- O Globo
Se havia alguma dúvida sobre a posição do
Exército em relação a Jair Bolsonaro, foi eliminada na tarde desta
quinta-feira. Com a decisão de não punir o general Eduardo Pazuello por
ter subido ao palanque de um ato de apoio ao presidente, no Rio de Janeiro, o
comandante da principal força militar do país demonstra que os generais,
afinal, não são capazes de conter o capitão.
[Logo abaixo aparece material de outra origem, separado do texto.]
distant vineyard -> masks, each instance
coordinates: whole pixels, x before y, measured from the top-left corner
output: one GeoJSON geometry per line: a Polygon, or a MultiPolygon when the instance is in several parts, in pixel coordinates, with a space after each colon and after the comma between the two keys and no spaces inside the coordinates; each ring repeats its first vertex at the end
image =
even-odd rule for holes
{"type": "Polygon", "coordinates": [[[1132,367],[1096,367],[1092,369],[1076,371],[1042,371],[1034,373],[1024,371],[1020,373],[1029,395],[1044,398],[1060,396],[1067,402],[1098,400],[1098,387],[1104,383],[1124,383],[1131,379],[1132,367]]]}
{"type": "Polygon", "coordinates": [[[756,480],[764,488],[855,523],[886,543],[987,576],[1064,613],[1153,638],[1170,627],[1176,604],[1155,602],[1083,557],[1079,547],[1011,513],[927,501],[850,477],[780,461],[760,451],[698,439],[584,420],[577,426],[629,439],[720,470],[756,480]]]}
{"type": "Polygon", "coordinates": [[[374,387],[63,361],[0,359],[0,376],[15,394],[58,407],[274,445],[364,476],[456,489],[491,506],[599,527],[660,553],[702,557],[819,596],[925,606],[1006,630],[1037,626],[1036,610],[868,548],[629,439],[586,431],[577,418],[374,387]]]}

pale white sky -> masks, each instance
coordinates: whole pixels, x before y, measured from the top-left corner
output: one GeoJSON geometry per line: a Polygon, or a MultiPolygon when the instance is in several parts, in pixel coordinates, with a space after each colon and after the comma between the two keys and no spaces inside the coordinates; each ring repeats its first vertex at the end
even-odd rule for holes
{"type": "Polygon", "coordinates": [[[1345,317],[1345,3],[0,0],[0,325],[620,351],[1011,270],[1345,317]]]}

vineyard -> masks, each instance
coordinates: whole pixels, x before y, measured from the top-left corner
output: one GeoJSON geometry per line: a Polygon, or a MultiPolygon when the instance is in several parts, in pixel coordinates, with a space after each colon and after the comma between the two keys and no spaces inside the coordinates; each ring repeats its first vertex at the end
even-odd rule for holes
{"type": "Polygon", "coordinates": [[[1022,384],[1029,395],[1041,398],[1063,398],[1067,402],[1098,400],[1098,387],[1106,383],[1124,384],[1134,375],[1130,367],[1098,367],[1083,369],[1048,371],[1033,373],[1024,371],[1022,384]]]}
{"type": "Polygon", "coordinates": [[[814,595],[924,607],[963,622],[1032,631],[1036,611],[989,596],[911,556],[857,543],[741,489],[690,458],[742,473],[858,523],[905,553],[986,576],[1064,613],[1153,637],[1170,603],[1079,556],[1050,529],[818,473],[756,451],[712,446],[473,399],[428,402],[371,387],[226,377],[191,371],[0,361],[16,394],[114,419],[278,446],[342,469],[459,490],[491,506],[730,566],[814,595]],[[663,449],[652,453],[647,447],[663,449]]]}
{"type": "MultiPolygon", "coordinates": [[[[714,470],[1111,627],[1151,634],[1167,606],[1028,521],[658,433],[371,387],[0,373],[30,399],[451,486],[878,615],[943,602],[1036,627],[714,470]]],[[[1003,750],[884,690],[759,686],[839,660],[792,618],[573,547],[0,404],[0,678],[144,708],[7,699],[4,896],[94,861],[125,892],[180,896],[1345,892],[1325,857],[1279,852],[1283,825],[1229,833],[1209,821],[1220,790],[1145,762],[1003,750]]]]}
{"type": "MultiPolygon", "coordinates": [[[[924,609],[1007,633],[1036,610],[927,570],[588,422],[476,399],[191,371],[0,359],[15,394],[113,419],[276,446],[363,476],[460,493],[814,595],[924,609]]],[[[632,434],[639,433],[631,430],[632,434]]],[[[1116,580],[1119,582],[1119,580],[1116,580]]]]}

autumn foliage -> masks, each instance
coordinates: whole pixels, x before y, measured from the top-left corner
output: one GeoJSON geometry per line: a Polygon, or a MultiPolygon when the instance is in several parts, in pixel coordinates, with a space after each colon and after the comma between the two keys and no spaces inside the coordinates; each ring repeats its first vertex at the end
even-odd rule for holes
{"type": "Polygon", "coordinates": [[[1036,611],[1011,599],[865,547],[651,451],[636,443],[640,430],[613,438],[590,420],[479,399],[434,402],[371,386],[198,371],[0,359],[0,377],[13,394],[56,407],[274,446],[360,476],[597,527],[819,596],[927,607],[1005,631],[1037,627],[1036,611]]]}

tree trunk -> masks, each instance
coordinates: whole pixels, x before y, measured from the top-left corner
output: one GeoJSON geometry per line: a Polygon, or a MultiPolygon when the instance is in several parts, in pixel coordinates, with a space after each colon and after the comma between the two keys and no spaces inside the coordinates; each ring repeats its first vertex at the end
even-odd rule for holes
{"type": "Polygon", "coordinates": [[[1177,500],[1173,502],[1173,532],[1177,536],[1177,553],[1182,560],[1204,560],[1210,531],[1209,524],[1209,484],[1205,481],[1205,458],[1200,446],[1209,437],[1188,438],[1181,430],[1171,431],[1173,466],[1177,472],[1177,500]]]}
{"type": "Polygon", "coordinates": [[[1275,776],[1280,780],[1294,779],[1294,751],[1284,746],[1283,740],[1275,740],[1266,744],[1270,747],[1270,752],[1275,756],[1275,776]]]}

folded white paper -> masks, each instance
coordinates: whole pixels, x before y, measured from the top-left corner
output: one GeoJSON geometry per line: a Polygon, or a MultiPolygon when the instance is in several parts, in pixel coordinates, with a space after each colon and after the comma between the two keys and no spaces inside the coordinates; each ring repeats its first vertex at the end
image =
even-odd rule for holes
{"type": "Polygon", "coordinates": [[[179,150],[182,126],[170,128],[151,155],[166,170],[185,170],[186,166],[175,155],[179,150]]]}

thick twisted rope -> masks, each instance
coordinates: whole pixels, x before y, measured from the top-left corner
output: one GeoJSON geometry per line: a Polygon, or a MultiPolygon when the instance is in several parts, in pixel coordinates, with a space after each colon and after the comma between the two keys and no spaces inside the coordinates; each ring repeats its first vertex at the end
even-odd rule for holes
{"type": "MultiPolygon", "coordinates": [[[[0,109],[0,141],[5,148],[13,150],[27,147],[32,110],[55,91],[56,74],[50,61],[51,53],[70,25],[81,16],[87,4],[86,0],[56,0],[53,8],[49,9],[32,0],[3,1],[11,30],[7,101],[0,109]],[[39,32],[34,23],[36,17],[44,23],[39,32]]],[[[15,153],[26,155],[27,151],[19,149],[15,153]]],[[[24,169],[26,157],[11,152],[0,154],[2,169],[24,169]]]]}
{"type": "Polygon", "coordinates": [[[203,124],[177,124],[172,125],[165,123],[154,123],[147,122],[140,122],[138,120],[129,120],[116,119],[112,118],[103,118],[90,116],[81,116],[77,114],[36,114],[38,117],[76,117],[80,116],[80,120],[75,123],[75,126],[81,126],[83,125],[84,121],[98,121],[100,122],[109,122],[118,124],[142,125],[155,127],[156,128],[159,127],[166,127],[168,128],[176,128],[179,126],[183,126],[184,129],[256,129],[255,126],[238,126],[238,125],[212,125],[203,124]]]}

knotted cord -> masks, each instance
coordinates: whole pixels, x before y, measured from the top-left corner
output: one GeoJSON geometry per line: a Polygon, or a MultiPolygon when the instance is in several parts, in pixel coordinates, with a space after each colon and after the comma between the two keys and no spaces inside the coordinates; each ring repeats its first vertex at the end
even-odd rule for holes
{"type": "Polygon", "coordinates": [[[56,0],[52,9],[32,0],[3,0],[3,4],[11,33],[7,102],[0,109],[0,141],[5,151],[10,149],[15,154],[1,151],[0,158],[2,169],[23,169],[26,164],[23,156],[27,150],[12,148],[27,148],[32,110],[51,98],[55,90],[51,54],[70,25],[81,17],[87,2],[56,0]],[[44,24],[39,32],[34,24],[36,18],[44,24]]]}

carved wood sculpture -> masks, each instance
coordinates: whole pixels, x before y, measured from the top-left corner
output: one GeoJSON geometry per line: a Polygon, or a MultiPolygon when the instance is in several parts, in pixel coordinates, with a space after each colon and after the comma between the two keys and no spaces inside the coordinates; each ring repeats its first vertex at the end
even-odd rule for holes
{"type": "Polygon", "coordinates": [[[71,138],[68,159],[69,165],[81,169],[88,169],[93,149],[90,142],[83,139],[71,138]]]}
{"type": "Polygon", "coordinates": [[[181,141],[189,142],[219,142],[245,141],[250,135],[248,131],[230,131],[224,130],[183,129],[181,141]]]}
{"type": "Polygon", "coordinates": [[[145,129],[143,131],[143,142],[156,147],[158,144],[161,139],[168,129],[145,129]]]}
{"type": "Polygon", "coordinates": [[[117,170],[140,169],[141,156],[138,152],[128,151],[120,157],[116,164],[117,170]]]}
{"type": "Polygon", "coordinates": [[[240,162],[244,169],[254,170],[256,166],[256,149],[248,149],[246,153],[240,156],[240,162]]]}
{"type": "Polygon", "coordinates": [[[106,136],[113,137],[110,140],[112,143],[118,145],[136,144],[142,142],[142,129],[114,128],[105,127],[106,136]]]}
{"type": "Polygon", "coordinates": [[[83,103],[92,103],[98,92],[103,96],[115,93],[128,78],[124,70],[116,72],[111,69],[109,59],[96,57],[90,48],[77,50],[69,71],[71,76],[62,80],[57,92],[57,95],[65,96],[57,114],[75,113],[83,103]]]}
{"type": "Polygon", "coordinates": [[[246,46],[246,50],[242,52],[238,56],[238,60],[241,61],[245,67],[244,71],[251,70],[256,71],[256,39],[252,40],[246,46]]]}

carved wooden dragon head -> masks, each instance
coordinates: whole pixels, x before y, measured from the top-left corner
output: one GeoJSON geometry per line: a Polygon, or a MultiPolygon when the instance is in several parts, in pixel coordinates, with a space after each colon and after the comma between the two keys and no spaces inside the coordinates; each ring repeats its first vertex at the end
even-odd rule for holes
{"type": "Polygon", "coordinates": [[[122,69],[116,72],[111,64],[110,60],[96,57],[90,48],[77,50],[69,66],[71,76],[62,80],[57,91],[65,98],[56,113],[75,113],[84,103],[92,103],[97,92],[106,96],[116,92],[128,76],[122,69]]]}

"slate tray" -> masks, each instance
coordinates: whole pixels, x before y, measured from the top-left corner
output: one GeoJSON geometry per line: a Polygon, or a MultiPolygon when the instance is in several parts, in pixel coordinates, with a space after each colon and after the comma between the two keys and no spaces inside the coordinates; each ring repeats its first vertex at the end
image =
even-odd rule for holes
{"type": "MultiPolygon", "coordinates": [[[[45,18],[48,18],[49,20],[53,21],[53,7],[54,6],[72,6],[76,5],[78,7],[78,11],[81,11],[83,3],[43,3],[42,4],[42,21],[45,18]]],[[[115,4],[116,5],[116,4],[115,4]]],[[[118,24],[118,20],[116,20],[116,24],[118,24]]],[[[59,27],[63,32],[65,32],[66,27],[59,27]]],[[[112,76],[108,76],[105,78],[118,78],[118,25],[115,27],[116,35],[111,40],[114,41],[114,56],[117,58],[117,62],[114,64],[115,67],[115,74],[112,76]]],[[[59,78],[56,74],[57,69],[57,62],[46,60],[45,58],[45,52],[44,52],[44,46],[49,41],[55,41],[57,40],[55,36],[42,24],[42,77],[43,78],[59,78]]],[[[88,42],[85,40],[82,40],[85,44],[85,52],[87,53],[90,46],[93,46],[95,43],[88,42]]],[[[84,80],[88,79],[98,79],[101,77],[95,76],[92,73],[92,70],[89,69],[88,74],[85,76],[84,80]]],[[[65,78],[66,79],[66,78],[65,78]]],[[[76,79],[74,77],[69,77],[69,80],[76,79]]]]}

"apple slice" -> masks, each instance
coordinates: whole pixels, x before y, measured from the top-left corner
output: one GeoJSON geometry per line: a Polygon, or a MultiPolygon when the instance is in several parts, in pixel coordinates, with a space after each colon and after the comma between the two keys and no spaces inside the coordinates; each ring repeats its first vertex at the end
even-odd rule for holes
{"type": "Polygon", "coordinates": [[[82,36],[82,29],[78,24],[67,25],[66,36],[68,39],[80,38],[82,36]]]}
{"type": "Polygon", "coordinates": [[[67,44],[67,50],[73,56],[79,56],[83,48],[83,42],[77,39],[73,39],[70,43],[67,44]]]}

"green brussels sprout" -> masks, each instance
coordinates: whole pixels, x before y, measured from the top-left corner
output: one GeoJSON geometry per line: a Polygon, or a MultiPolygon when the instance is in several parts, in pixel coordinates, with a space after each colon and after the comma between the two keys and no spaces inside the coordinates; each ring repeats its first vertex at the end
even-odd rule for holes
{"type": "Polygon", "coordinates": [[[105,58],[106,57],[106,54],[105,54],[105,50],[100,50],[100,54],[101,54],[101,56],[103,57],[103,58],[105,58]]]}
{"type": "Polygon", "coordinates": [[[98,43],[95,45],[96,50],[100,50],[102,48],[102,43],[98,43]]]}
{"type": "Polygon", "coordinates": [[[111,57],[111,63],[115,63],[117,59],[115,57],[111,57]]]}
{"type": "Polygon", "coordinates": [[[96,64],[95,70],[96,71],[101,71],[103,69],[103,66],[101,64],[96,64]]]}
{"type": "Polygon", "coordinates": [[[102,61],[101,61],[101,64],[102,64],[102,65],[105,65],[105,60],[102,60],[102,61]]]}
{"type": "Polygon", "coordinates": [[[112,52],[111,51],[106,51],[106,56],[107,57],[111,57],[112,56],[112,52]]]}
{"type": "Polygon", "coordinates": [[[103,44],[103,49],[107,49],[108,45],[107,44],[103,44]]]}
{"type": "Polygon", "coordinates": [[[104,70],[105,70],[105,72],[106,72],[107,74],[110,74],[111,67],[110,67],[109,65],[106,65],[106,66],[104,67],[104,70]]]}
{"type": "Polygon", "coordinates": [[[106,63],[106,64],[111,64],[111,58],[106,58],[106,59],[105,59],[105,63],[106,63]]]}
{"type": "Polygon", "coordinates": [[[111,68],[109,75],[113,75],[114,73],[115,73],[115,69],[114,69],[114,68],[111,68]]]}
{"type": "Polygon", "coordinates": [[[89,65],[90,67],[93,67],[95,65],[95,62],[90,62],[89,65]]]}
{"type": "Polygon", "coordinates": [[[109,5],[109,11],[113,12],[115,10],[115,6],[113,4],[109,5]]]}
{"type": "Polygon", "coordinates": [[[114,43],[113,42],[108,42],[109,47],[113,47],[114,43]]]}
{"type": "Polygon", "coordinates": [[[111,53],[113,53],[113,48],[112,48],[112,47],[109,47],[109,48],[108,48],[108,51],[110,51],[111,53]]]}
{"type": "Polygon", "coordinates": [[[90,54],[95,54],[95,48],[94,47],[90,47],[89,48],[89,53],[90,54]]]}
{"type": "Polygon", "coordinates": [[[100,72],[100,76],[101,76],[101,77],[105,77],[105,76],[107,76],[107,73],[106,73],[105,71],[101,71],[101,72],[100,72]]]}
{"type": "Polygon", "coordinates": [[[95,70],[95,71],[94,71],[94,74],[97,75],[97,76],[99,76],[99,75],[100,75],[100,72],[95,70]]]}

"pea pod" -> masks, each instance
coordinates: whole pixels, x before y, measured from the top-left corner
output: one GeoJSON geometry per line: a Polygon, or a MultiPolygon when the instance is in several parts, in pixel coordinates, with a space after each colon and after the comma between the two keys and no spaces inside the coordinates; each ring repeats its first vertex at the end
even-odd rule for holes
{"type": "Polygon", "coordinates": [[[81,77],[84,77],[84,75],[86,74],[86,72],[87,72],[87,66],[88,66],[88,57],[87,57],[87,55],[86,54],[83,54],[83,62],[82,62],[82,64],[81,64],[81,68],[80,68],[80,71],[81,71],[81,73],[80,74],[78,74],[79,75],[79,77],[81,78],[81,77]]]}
Os regulamentos militares são claríssimos
ao proibir a participação de oficiais da ativa em "manifestações
coletivas, tanto sobre atos de superiores quanto as de caráter reivindicatório
ou político.” Portanto, ao consignar em nota oficial que "não restou
caracterizada a prática de transgressão disciplinar por parte do general
Pazuello", o comando do Exército passa algumas mensagens à própria tropa e
à sociedade brasileira.
Ao Brasil, que não espere do Exército nenhum
esforço de proteção à ordem democrática ou ao estado de direito se, do outro
lado, forçando os limites, estiver Jair Bolsonaro. Se não foi capaz de
contê-lo nem para proteger um pilar básico da força, o respeito a hierarquia e
aos códigos militares; se aceitou se humilhar diante do presidente num impasse
em que tinha a seu favor uma regra cristalina e inequívoca, não há por que
supor que o comandante terá força para fazê-lo quando estiver em jogo alguma
questão politicamente difusa, do tipo que se justifica pelas narrativas
delirantes de Bolsonaro.
À tropa, o recado é claro. Cabos, soldados, majores, tenentes, coronéis, estão todos liberados para fazer reivindicações salariais, contestar as regras do comando ou mandar às favas o regulamento disciplinar do Exército. A partir de agora é lícito pensar que, se Pazuello pode, eles também podem. As pilhas de processos disciplinares que se acumulam nas mesas dos comandantes podem ser arquivadas ou jogadas no lixo, porque a partir de agora existe uma nova regra: quem tem costas quentes pode promover a anarquia, que está tudo bem.
Era público e notório que Bolsonaro não
aceitava nenhuma punição para Pazuello. E bancou a aposta ao nomeá-lo para um
cargo no Palácio do Planalto.
Em reação a esses movimentos, há dias
generais de vários segmentos vinham procurando a imprensa, diretamente ou por
meio de interlocutores, para dizer que não havia hipótese de Pazuello não ser
punido. Podia até ser uma punição branda. O que não podia era acabar tudo em
"pizza", como se apostava entre os recrutas.
Mas as poucas informações que vazaram sobre
a reunião do Alto Comando do Exército, na última quarta-feira, já indicavam que
o desfecho do caso seria diferente. Quando um integrante do Alto Comando disse
à repórter Jussara Soares que a decisão do comandante seria acatada por
todos como uma “decisão do Exército, independentemente da posição pessoal de
cada um”, estava claro que os generais entendiam que teriam de se dobrar à
vontade de Bolsonaro.
Agora, não vai faltar quem se apresse a
enviar a imprensa recados na direção contrária. Vão dizer que Bolsonaro é, em
última instância, o comandante máximo das Forças Armadas. Dirão ainda que, se
ele decidisse revogar a decisão de Paulo Sérgio, o prejuízo à imagem do
Exército seria ainda maior.
Tudo balela.
O Exército já desafiou a autoridade de
outros presidentes para se preservar, quando achou conveniente. Quando Dilma
Rousseff exigiu uma punição para o então general Hamilton Mourão, que em 2015
convocou militares para um "despertar patriótico" e para a
mudança do status quo, o comandante, general Villas Boas, negociou uma espécie
de punição branca e transferiu Mourão de um comando militar para um setor
burocrático, sem tropas. Em 2017, quando Mourão novamente desafiou os
militares a resolver "o problema político" do país, o presidente da República
era Michel Temer, e não houve nenhuma punição.
Um Exército que não obedece a um comando
único, em que cada um faz o que quer, já entra na guerra derrotado. Um Exército
em que oficiais priorizam interesses políticos e pessoais em detrimento do todo
não serve mais ao país. Transforma-se em partido político. E, armado,
facilmente transmuta-se em milícia.
Em última instância, é esse o preocupante
sinal enviado ao Brasil pelo desfecho do caso Pazuello. Depois de entrar no
governo, o Exército vai se transformando em partido. A continuar assim, o
próximo passo é se transformar em milícia.